TBK’nun geçici 1. Maddesi; “Konut kiraları bakımından bu maddenin yürürlüğe girdiği tarih ilâ 1/7/2023
(bu tarih dahil) tarihleri arasında yenilenen kira dönemlerinde uygulanacak kira bedeline ilişkin
anlaşmalar, bir önceki kira yılına ait kira bedelinin yüzde yirmi beşini geçmemek koşuluyla geçerlidir.
Bir önceki kira yılının tüketici fiyat endeksindeki oniki aylık ortalamalara göre değişim oranının yüzde
yirmi beşin altında kalması halinde değişim oranı geçerlidir. Bu degişim 8 kural, bir yıldan daha uzun
süreli kira sözleşmelerinde de uygulanır. Bu oranları geçecek şekilde yapılan sözleşmeler, fazla miktar
yönünden geçersizdir. Bu fıkra hükmü, 344 üncü maddenin ikinci fıkrası uyarınca hâkim tarafından
verilecek kararlar bakımından da uygulanır.” şeklinde düzenlenmiştir.
TBK’nun geçici 2. Maddesi; “Konut kiraları bakımından 2/7/2023 ila 1/7/2024 (bu tarihler dâhil) tarihleri
arasında yenilenen kira dönemlerinde uygulanacak kira bedeline ilişkin anlaşmalar, bir önceki kira yılına
ait kira bedelinin yüzde yirmi beşini geçmemek koşuluyla geçerlidir. Bir önceki kira yılının tüketici fiyat
endeksindeki oniki aylık ortalamalara göre değişim oranının yüzde yirmi beşin altında kalması halinde
değişim oranı geçerlidir. Bu kural, bir yıldan daha uzun süreli kira sözleşmelerinde de uygulanır. Bu
oranları geçecek şekilde yapılan sözleşmeler, fazla miktar yönünden geçersizdir. Bu fıkra hükmü, 344
üncü maddenin ikinci fıkrası uyarınca hâkim tarafından verilecek kararlar bakımından da uygulanır.”
şeklinde düzenlenmiştir.
Sözleşme serbestisi kapsamında kiracı ve kiraya veren yeni dönem için her zaman sözleşme
koşullarında değişiklik yapabilirler. TBK’ya eklenen geçici maddeler ile %25 oranında artış sınırı kiracı
lehine yapılan bir düzenleme olup, kiracının bunu aşan nitelikteki kira artış oranını kabul etmemesi
ile hüküm doğurmayacaktır. Ancak kiracının rızası ile sözleşmedeki yeni kira bedelinin düzenlenmesi
kapsamında ödediği fazla miktardaki kira bedelleri bu sınırlamaya tabi olmadığı gibi kiracı tarafından
irade fesadına uğradığına dair bir iddia ve ispat da bulunmadığından talebi TMK’nun 2.maddesinde yer
alan dürüstlük kuralına aykırıdır. Bu nedenle Mahkemece verilen kararda usul ve yasaya aykırı yön yoktur.

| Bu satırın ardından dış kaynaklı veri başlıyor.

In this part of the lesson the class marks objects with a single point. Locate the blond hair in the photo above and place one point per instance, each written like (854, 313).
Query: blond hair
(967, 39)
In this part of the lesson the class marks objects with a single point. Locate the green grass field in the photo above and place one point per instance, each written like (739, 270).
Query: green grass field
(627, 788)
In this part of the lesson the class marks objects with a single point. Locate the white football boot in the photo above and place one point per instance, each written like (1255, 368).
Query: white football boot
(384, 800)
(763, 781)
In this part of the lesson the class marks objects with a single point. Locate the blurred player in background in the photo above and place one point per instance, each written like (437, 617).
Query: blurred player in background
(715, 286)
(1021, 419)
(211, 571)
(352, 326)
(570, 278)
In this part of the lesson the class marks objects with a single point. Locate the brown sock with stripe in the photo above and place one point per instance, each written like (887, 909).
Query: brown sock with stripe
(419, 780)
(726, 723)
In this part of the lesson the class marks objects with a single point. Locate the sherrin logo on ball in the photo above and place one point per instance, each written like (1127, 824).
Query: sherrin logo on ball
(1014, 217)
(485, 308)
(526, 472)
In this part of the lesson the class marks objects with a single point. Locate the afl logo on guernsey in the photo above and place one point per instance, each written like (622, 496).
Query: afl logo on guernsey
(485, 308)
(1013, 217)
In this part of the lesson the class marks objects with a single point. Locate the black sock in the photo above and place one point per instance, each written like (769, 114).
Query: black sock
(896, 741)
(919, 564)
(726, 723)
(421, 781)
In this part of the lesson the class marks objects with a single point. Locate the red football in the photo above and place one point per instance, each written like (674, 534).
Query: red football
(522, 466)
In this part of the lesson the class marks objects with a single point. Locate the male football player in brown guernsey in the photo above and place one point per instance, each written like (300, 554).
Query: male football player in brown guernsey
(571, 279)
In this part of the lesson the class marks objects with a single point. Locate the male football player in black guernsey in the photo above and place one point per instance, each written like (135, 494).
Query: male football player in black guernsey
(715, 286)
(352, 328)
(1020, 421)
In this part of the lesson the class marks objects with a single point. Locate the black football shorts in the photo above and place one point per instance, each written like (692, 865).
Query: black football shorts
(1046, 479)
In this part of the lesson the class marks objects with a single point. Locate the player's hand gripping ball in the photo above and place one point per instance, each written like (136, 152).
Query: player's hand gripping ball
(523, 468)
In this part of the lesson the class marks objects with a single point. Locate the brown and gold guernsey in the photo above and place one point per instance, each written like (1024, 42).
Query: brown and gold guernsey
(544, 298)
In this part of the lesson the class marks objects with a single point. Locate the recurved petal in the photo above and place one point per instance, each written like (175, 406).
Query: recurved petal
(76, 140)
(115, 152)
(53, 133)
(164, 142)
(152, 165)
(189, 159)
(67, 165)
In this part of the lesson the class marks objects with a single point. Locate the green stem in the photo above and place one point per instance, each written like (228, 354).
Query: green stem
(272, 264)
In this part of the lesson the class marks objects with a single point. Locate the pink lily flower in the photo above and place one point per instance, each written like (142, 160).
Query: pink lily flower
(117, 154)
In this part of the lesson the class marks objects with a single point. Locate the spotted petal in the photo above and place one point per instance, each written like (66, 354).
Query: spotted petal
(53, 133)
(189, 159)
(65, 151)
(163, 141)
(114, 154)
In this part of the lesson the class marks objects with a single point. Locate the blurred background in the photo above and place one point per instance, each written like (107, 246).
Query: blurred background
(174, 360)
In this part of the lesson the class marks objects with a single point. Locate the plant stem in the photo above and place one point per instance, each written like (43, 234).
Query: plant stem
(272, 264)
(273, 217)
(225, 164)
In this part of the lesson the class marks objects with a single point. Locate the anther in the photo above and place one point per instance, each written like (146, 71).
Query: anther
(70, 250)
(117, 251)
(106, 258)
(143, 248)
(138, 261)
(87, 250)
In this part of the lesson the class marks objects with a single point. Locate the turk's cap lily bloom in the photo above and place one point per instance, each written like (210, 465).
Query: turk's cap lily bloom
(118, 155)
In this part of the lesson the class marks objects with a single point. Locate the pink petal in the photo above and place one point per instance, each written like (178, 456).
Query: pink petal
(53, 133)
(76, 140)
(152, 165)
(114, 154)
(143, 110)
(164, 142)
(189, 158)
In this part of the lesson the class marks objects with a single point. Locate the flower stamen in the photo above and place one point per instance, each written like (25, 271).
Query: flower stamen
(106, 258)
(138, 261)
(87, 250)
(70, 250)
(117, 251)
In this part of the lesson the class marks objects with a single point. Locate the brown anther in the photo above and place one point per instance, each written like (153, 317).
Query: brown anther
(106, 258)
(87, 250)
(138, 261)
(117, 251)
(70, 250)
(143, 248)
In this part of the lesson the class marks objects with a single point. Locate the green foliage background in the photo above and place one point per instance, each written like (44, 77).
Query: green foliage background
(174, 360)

Açıklanan nedenlerle davacının istinaf kanun yolu başvurusunun esastan reddine karar verilmiştir.
KARAR: Gerekçesi yukarıda izah edildiği üzere;
Davacının istinaf kanun yolu başvurusunun 6100 sayılı Hukuk Muhakemeleri Kanununun 353/b-1
maddesi uyarınca ESASTAN REDDİNE,
Alınması gerekli xxx TL harçtan peşin alınan xxx TL harcın mahsubu ile bakiye xxx TL istinaf karar
harcının istinaf eden taraftan tahsili ile hazineye irat kaydına,
İstinaf gider avansı fazlalığı bulunması halinde yatırana iadesine,
Kararın ilk derece mahkemesince taraflara tebliğine,
Dair, dosya üzerinden yapılan inceleme sonucunda HMK’nun 362/1-b maddesi uyarınca kesin olarak
27/06/2025 günü oy birliği ile, karar verildi.